Mais de 200 policiais penais lotados em cargos de chefia colocaram as funções à disposição em meio à mobilização dos servidores pela reestruturação da carreira. A decisão foi deliberada em Assembleia Geral Extraordinária promovida nessa terça-feira (31/3), em frente à Câmara Legislativa do DF.
Até a última atualização dessa reportagem, 215 policiais integravam a lista daqueles dispostos a abdicar dos cargos de liderança. Inclui chefes das unidades prisionais, de pátios, do Centro Integrado de Monitoração Eletrônica (Cime), de equipes especializadas e assessores do setor administrativo.
Em manifesto, o Sindicato dos Policiais Penais (Sindpol-DF) esclareceu que a decisão não decorre de descompromisso com a missão institucional da Polícia Penal, nem com a sociedade. “Ao contrário, trata-se de um ato de responsabilidade e coerência diante do cenário de reiterado descaso por parte do GDF. Apesar de compromissos firmados e reiteradas tratativas institucionais, não
houve o cumprimento do acordo de isonomia com as demais forças de segurança pública, o que evidencia tratamento desigual e desvalorização da categoria”, documentou a entidade.
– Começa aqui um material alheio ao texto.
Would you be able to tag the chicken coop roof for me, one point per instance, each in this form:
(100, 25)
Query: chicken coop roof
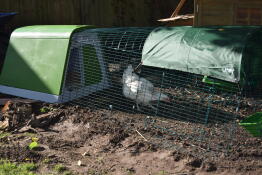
(231, 53)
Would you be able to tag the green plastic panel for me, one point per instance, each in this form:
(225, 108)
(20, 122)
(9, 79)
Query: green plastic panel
(230, 53)
(36, 58)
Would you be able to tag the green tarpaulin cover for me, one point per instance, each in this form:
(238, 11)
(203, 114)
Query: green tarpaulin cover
(232, 53)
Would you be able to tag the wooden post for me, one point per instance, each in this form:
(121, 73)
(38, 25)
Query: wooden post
(179, 7)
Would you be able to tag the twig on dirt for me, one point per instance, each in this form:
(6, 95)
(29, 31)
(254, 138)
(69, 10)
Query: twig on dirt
(141, 135)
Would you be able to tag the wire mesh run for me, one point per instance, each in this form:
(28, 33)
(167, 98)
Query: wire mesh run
(103, 72)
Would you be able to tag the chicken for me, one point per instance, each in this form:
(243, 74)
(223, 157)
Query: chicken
(140, 89)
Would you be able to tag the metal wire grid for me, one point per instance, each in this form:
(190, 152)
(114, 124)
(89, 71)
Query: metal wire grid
(99, 84)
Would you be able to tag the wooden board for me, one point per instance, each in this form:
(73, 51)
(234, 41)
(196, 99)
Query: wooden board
(228, 12)
(95, 12)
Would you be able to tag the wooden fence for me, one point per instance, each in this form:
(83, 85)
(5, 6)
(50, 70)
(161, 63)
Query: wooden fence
(95, 12)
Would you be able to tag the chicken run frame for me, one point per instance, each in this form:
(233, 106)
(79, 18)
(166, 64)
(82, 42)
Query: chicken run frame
(143, 71)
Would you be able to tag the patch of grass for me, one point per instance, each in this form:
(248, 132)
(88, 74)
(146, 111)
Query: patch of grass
(8, 168)
(28, 134)
(60, 168)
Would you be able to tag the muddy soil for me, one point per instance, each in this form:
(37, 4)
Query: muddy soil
(89, 141)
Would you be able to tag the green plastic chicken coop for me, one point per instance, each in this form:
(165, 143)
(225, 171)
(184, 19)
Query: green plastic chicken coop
(38, 58)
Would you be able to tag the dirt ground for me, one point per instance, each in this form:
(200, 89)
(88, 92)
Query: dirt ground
(96, 142)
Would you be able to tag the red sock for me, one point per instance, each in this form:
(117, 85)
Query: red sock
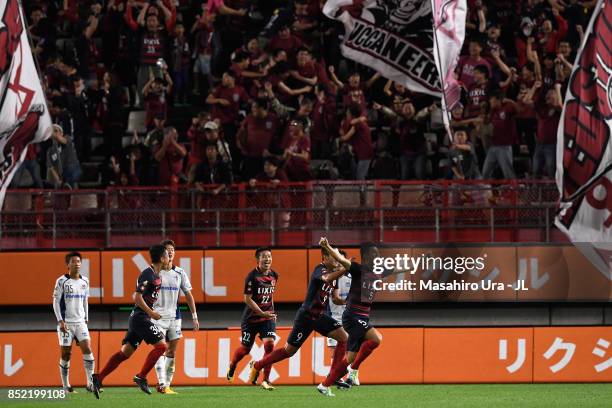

O Sinpol-DF frisou ainda que a permanência nas funções de chefia, sem o devido reconhecimento e respeito institucional, torna-se insustentável. “Assim, apresentamos, de forma coletiva, nossa renúncia às funções de chefia, como forma legítima de protesto e de reivindicação por tratamento justo, digno e isonômico.”
Suspensão das visitas
A mobilização impactou as visitas familiares a presos do Complexo Penitenciário da Papuda. Em alguns blocos dos cinco presídios, a visitação está suspensa há quase um mês. A remarcação de datas levou parentes a convocar uma manifestação para a próxima terça-feira (7/4).
Em um grupo de familiares de presos circula um anúncio para o manifesto. O ato ocorrerá às 10h, em frente à Vara de Execuções Penais (VEP). Os presentes caminharão em protesto até o Palácio do Buriti. “Famílias afastadas, internos abandonados, direitos violados”, diz o cartaz.
Nos seis presídios, as visitas ocorrem em dias e horários distintos — incluindo as de crianças. Segundo a Secretaria de Administração Penitenciária (Seape-DF), as visitas presenciais estão sendo remarcadas para datas futuras, como medida necessária para garantir a segurança dos visitantes e das pessoas privadas de liberdade. “A Seape assegura que todas as visitas afetadas serão devidamente repostas assim que a situação envolvendo a mobilização sindical dos policiais penais estiver normalizada.”
A Seape-DF divulgou, via Instagram, as novas datas das visitas. Veja abaixo:
25/3 - 10/04
26/3 - 17/04
27/3 - 20/04
1 e 2/4 - 27/4 e 04/5
Paralisação
Desde 23 de março, policiais penais se concentram frente à Câmara Legislativa do Distrito Federal (CLDF). A corporação cobra a regulamentação da carreira e o cumprimento de acordos salariais firmados com o GDF, mas que precisam ser executados pelo Governo Federal.
A mobilização reúne agentes que denunciam a falta de avanços desde 2019, quando a categoria iniciou a luta pela regulamentação. Segundo o presidente do sindicato, Paulo Rogério, o objetivo do ato é destravar o processo que garante segurança jurídica e financeira aos profissionais. “A principal reivindicação é a regulamentação da Polícia Penal do Distrito Federal. A carreira luta desde 2019 para que esse mandamento constitucional seja cumprido”, afirmou.
De acordo com o presidente, enquanto outras forças de segurança, como policiais militares, civis e bombeiros, já foram contempladas com reajustes e benefícios, os policiais penais seguem sem os mesmos direitos. “Tudo o que é concedido às demais forças de segurança pública é negado para a Polícia Penal”, criticou.
Um dos entraves, segundo ele, é a inclusão da categoria no Fundo Constitucional do Distrito Federal, etapa considerada essencial para viabilizar os reajustes. O processo, no entanto, enfrenta prazos apertados por conta do calendário eleitoral. “Queremos a manutenção da tabela que já foi enviada pelo próprio GDF, para que ela seja aprovada em forma de lei e possa entrar em vigor”, explicou.
O presidente também destacou que a proposta já foi encaminhada pelo Governo do Distrito Federal em outubro do ano passado, mas ainda depende de avanços em âmbito federal, no Ministério da Gestão e Inovação.
Diante do impasse, a categoria busca apoio de parlamentares distritais e federais para acelerar a tramitação e garantir a aprovação antes do período eleitoral. Caso contrário, há risco de novos atrasos.